Modèle de symport de protons pour le transport de nutriments à travers la membrane plasmique haustoriale, fournissant du glucose et des acides aminés aux champignons biotrophes. 1, Les protons sont fournis par la H+-ATPase de la membrane plasmique haustoriale (15) ; 2, transporteur d’acides aminés (16) ; 3, transporteur de glucose/fructose décrit par Voegele et al. (1). Redessiné de Hahn et al. (16).

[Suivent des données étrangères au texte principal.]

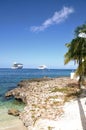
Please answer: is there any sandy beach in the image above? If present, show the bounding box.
[4,77,86,130]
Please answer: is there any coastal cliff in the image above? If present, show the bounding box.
[5,77,80,130]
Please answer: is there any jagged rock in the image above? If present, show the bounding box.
[8,108,20,116]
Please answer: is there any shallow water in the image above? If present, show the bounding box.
[0,69,72,123]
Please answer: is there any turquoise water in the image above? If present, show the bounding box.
[0,69,72,121]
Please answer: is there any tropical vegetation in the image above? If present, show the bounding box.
[64,24,86,87]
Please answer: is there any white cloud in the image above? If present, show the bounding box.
[31,7,74,32]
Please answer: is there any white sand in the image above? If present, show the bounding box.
[33,98,86,130]
[0,119,27,130]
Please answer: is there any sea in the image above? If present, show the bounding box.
[0,68,73,122]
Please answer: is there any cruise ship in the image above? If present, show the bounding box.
[11,62,23,69]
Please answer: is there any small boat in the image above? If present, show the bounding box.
[38,65,47,69]
[11,62,23,69]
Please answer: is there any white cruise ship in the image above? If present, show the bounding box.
[11,62,23,69]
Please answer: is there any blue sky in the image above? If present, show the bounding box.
[0,0,86,68]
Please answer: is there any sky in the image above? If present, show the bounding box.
[0,0,86,69]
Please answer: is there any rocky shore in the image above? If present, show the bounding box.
[5,77,79,130]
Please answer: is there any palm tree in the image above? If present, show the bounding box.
[64,24,86,88]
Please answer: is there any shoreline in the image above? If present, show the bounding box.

Le travail de Voegele et al. (1) a fourni une pièce importante du puzzle concernant la voie de transport des nutriments à travers l’interface hôte-parasite chez les champignons parasites obligatoires. Cependant, de nombreuses questions demeurent. Le saccharose diffuse-t-il hors de la cellule de la plante hôte dans la matrice extra-hospitalière, ou est-il d’abord clivé dans le cytosol de l’hôte en glucose et fructose ? Quelle enzyme décompose le saccharose ? S’agit-il de l’invertase, dont on sait qu’elle augmente dans les tissus foliaires infectés (19, 20), ou bien de la sucrose synthase ? Une fois le glucose transporté dans l’haustorium, quel sucre est ensuite transporté dans les hyphes intercellulaires ? On a émis l’hypothèse que le mannitol pourrait jouer ce rôle (21). De plus, les cellules photosynthétiques du mésophylle, habituellement productrices de saccharose, qui est activement exporté, deviennent des importateurs nets lorsqu’elles sont colonisées par les champignons de la rouille. Comment le parasite obligatoire manipule-t-il l’hôte pour modifier le flux des sucres ? Existe-t-il des régulateurs de gènes sécrétés par l’haustorium fongique dans la cellule végétale qui modifient ces voies ? Quels autres composés traversent cette interface ? Quelles sont les méthodes utilisées par le champignon pour échapper ou supprimer les mécanismes de défense de l’hôte ? Les résultats de Voegele et al. (1) démontrent élégamment que des approches expérimentales à multiples facettes peuvent apporter des réponses aux rôles des haustoria dans les interactions hôte-parasite.

Remerciements

Nous remercions Jacki Morrison pour la préparation des figures, et Kurt Leonard et Richard Staples pour leurs commentaires sur le manuscrit. Cet article a été soutenu par le Service de recherche agricole du ministère de l’Agriculture des États-Unis.

Notes de bas de page

  • ↵* À qui les demandes de réimpression doivent être adressées. Courriel : lszabo{at}cdl.umn.edu.

  • Voir l’article complémentaire en page 8133.